To download Thomas’s 17-page summary, please click here
Do I think Dave Ramsey is an idiot?
That’s a tough call. Do I agree with the advice he gives? No. But he’s one of those people who you might describe as “one of the richest idiots I know.” He is a marketing machine, and I’m sure he’s made more money than 99.9 percent of the advisors reading this article, as well as the author of this article.
Is “pay off all your debt” a good idea?
This is Dave’s number one helpful tip for most people who call into his radio show. Is paying off credit card debt at non-deductible interest rates of between 8 percent to 15 percent+ a good idea? Sure, even a real idiot knows that. Is paying off your home loan a good idea —something Dave tells seemingly everyone to do? No. It’s a terrible idea if you have the discipline to use the money you could allocate to pay down the mortgage to grow wealth in a tax-favorable manner somewhere else. Keep in mind that I’ve written two books on mortgage debt.

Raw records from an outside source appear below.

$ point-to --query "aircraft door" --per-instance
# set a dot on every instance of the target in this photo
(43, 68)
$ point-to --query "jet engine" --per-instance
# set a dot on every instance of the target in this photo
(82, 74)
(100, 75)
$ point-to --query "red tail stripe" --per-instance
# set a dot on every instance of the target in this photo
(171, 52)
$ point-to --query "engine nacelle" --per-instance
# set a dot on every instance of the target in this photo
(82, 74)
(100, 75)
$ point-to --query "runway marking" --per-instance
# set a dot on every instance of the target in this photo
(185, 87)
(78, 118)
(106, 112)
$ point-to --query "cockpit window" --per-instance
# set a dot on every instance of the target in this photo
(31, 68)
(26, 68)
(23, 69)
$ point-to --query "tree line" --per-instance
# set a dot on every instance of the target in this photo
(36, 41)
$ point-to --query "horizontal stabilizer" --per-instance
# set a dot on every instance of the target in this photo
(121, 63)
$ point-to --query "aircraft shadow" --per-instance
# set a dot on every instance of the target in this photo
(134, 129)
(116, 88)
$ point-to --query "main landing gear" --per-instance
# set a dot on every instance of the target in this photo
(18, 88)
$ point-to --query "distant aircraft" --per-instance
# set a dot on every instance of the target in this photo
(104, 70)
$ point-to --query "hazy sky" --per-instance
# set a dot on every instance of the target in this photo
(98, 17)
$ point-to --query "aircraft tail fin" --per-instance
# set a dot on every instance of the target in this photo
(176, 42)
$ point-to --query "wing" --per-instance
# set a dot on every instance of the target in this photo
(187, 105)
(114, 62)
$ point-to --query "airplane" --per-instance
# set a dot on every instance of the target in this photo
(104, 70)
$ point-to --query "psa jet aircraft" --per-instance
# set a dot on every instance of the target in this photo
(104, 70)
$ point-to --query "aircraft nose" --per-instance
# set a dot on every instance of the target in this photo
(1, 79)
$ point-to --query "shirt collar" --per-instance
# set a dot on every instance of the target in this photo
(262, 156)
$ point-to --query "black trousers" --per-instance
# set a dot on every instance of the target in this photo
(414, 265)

Do I agree with Dave’s position on college planning?
Not even close.
The following is a quote from his website: “The best way to save for college is with education savings accounts (ESAs) and 529 plans." Need I say more?
Advice for lower-income clients
If you’ve ever listened to Dave’s radio show or taken a close look at his seven steps to financial peace, it’s clear that he is mainly focused on giving advice to lower-income clients who often lack financial discipline. His target audience is largely made up of heavy credit card users who don’t understand the concept of saving. For them, maybe Dave’s advice is not terrible; but for middle-to-upper-income clients, Dave’s advice makes little sense.
Thanks again to Thomas De Jong for allowing me to offer his summary of Dave’s advice to readers.